Palavras-Chave: trabalho, educação, neoliberalismo, reestruturação produtiva.
ABSTRACT
Brief analysis of the meaning of workers’ education in the context of the transformations
of work relations with the advent of the productive reestructuration of the capital and the
crisis of Keynesian-Fordist regulation paradigm and birth of neoliberalism. Consequences
of that process on the stablishment of an utilitary and taming education contributing to
intensify the process of submitting work to capital.
Key-Words: Work, Education, Neoliberalism, Productive Reestructuration.

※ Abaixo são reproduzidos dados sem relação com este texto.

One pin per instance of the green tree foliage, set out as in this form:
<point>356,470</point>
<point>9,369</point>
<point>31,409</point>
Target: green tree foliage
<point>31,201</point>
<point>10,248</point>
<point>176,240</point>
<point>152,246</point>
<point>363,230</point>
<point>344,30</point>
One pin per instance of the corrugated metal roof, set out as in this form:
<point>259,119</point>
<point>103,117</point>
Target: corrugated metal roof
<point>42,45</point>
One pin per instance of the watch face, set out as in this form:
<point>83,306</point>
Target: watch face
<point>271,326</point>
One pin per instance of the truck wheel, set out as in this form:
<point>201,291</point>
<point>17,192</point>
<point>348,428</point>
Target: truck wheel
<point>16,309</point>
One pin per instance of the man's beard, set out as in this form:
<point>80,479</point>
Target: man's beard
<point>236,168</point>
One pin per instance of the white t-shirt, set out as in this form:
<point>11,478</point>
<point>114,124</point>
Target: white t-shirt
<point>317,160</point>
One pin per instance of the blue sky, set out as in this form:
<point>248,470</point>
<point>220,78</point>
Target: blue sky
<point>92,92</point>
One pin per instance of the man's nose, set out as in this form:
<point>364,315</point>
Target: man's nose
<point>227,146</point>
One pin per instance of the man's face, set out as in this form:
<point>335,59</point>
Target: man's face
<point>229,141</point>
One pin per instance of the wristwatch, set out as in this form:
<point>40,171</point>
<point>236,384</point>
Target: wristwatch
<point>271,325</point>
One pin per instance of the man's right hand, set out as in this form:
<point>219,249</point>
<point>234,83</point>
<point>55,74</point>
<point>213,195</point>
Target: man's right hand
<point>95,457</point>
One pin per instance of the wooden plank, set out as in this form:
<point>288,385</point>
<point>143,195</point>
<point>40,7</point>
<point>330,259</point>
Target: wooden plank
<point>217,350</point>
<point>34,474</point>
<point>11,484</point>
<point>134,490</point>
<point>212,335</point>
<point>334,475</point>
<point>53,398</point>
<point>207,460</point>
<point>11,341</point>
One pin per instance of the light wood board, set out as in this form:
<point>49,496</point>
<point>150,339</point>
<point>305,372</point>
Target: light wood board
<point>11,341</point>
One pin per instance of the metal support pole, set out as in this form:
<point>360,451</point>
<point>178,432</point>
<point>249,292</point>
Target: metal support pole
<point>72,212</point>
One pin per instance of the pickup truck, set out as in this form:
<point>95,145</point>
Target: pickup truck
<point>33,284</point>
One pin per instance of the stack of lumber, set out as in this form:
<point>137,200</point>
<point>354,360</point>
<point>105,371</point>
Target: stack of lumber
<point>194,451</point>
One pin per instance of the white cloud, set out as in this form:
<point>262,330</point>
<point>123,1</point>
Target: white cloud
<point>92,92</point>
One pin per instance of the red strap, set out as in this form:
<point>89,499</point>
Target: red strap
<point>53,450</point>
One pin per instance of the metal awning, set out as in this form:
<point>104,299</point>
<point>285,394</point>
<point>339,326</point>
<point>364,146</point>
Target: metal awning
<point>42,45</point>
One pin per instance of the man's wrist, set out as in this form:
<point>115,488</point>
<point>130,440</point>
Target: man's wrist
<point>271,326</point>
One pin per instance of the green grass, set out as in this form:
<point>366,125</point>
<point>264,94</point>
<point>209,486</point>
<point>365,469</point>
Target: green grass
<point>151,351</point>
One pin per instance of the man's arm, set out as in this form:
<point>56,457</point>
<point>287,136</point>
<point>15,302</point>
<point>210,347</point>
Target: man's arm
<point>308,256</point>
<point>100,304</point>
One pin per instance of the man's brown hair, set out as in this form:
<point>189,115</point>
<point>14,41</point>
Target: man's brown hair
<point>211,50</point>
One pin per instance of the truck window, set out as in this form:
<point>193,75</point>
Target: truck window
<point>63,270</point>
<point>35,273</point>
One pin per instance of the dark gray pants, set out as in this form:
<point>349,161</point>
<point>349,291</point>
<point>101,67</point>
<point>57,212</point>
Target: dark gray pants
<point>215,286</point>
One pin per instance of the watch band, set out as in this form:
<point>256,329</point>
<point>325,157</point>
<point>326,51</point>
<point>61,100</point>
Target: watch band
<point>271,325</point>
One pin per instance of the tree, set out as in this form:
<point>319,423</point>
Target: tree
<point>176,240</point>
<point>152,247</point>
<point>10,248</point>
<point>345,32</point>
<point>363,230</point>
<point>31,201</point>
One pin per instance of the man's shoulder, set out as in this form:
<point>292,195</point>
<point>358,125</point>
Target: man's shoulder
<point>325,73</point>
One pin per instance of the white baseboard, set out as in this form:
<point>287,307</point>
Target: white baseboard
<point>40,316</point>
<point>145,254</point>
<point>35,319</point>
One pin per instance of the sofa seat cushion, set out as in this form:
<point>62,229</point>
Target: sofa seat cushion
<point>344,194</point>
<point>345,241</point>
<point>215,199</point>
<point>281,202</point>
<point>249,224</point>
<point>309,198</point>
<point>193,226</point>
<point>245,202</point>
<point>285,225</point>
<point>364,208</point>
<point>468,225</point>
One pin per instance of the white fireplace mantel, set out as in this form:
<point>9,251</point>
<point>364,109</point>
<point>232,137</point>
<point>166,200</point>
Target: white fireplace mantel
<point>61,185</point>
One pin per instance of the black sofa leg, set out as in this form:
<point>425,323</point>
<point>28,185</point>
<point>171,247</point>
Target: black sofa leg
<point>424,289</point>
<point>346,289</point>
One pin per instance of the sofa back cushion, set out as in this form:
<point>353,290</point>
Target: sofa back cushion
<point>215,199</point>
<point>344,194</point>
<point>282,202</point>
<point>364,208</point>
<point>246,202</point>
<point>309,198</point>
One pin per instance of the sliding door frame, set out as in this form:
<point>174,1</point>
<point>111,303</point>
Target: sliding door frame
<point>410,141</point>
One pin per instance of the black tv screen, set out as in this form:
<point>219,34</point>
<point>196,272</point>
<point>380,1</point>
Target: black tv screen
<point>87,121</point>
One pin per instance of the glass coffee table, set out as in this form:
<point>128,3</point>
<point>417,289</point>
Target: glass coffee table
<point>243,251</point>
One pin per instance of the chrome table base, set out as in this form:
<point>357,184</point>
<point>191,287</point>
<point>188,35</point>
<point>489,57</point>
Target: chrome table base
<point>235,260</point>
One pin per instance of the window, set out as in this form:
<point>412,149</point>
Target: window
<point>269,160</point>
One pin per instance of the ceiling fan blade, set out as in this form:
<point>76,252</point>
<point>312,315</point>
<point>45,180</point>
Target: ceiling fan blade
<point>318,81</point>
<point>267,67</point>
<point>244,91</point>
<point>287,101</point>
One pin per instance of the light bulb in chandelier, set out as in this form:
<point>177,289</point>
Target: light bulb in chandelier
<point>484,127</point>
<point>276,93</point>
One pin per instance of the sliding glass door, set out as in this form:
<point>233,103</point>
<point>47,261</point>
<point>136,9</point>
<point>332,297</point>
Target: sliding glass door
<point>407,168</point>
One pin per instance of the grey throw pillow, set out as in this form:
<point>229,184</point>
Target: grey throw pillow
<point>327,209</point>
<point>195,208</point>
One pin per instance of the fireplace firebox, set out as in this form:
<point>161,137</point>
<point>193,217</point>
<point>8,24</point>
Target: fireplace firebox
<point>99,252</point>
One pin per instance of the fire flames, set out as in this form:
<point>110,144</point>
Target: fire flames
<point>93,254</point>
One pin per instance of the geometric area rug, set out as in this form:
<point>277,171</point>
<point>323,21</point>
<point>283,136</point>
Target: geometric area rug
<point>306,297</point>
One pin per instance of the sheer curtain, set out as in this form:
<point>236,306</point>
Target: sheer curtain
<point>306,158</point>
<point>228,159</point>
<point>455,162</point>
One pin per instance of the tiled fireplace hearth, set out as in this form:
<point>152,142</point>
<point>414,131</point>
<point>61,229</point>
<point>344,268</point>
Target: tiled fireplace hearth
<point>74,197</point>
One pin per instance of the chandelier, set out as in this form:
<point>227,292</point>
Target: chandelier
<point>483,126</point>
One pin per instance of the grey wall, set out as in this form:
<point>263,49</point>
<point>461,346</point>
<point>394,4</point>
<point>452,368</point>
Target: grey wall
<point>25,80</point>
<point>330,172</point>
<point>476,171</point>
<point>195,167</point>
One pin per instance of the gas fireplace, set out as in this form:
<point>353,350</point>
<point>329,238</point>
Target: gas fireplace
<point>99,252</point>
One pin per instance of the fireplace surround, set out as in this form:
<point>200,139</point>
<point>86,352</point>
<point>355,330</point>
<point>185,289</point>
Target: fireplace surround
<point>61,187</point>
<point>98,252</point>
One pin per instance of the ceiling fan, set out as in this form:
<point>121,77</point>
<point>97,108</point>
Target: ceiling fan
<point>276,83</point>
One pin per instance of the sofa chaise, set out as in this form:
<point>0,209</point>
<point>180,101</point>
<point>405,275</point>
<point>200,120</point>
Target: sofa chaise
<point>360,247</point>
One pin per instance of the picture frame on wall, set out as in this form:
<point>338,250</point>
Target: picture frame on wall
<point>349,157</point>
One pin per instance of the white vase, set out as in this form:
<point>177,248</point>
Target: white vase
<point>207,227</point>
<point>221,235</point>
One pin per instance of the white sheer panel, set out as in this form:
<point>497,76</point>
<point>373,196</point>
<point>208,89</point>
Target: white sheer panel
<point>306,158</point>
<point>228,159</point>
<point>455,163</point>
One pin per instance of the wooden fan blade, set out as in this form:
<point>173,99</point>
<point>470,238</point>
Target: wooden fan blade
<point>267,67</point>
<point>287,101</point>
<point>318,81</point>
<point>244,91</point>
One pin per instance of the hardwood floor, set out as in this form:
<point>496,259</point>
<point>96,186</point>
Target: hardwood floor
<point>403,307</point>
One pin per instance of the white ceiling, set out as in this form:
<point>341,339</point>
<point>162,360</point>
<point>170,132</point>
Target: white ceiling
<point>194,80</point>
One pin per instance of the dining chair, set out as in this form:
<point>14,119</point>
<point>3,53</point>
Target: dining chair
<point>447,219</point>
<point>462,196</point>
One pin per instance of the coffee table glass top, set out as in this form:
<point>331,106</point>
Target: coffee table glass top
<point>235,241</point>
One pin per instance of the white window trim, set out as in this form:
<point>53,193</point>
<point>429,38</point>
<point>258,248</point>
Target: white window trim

“Corremos o risco de ver o ensino reduzido à um simples processo de treinamento, a
uma instrumentalização das pessoas, a um aprendizado que exaure precocemente ao
sabor das mudanças rápidas e brutais das formas técnicas e organizacionais do
trabalho exigidas por uma implacável competitividade”
Milton Santos
1 INTRODUÇÃO
As transformações observadas e vivenciadas no mundo do trabalho refletem o
movimento estrutural do capitalismo no decorrer das últimas décadas do século XX, resultante da crise
do modelo de regulação keyneziano-fordista, que garantiram a sustentabilidade das décadas de
prosperidade e estabilidade que precederam o 2º pós-guerra e a reprodução ampliada do capital
nesse período, constituindo-se em um sistema único, global, sem precedentes na história.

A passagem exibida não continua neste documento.